Jepang sedang dilanda resesi, terindikasi dari pertumbuhan ekonominya yang negatif selama dua kuartal berturut-turut, yakni pada kuartal III dan IV 2023.
Kondisi ini tampaknya berdampak pula pada kinerja perdagangan Indonesia, mengingat Jepang merupakan salah satu tujuan ekspor nonmigas utama.
(Baca: Jepang Resesi, Kenaikan Harga Barang Melebihi Upah)
Menurut Badan Pusat Statistik (BPS), sepanjang Januari-Desember 2023 nilai ekspor nonmigas Indonesia ke Jepang mencapai US$18,9 miliar, turun 18,59% dibanding Januari-Desember 2022 (cumulative-to-cumulative).
Penurunan pun berlanjut pada awal tahun ini. Per Januari 2024 nilai ekspor nonmigas Indonesia ke Jepang hanya US$1,46 miliar, melemah 22,73% dibanding Januari 2023 (year-on-year).
Beberapa komoditas ekspor utama Indonesia ke Jepang adalah bahan bakar mineral mencakup batu bara; mesin dan peralatan listrik; perhiasan dan permata; nikel; kayu dan produk turunannya; karet dan produk turunannya; serta kendaraan dan komponennya.
Di tengah turunnya perdagangan ke Jepang, pemerintah Indonesia menyatakan akan fokus menggenjot ekspor ke 12 negara tujuan prioritas lain, yaitu Arab Saudi, Belanda, Brasil, Chile, China, Filipina, India, Kenya, Korea Selatan, Meksiko, Uni Emirat Arab, dan Vietnam.

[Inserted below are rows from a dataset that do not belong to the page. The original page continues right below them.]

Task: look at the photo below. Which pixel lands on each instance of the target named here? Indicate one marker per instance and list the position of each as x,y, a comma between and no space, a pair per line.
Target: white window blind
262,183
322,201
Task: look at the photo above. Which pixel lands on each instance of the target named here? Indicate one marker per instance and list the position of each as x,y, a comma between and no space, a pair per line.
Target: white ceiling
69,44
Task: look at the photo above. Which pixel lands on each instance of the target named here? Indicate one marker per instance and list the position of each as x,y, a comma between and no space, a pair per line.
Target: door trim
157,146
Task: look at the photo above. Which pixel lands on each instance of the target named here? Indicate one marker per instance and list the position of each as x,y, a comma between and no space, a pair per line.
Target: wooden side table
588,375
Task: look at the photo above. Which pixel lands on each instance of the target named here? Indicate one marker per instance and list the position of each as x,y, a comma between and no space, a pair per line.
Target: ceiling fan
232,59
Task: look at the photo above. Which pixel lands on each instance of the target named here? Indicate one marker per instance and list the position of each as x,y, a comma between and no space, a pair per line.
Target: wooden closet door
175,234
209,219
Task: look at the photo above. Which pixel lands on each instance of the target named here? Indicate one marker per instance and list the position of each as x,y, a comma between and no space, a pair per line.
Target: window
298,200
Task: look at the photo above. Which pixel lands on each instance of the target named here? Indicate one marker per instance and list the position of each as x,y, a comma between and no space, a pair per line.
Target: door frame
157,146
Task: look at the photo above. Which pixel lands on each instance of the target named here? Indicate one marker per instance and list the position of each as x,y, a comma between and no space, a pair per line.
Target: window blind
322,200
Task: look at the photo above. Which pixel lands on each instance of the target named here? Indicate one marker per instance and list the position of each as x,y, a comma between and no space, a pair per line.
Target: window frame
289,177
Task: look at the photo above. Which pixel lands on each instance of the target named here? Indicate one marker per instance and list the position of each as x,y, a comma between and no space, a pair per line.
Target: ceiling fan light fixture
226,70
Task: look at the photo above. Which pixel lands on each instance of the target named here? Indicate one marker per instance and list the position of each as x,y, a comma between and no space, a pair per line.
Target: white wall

"Produk ekspor prioritas yang ditetapkan mulai dari ikan dan olahan ikan, sarang burung walet. Kemudian kelapa dan kelapa olahan, kopi dan rempah olahan, bahan nabati dan margarin, kakao, makanan olahan, bungkil dan pakan ternak," kata Menko Perekonomian Airlangga Hartarto, disiarkan Katadata.co.id, Senin (19/2/2024).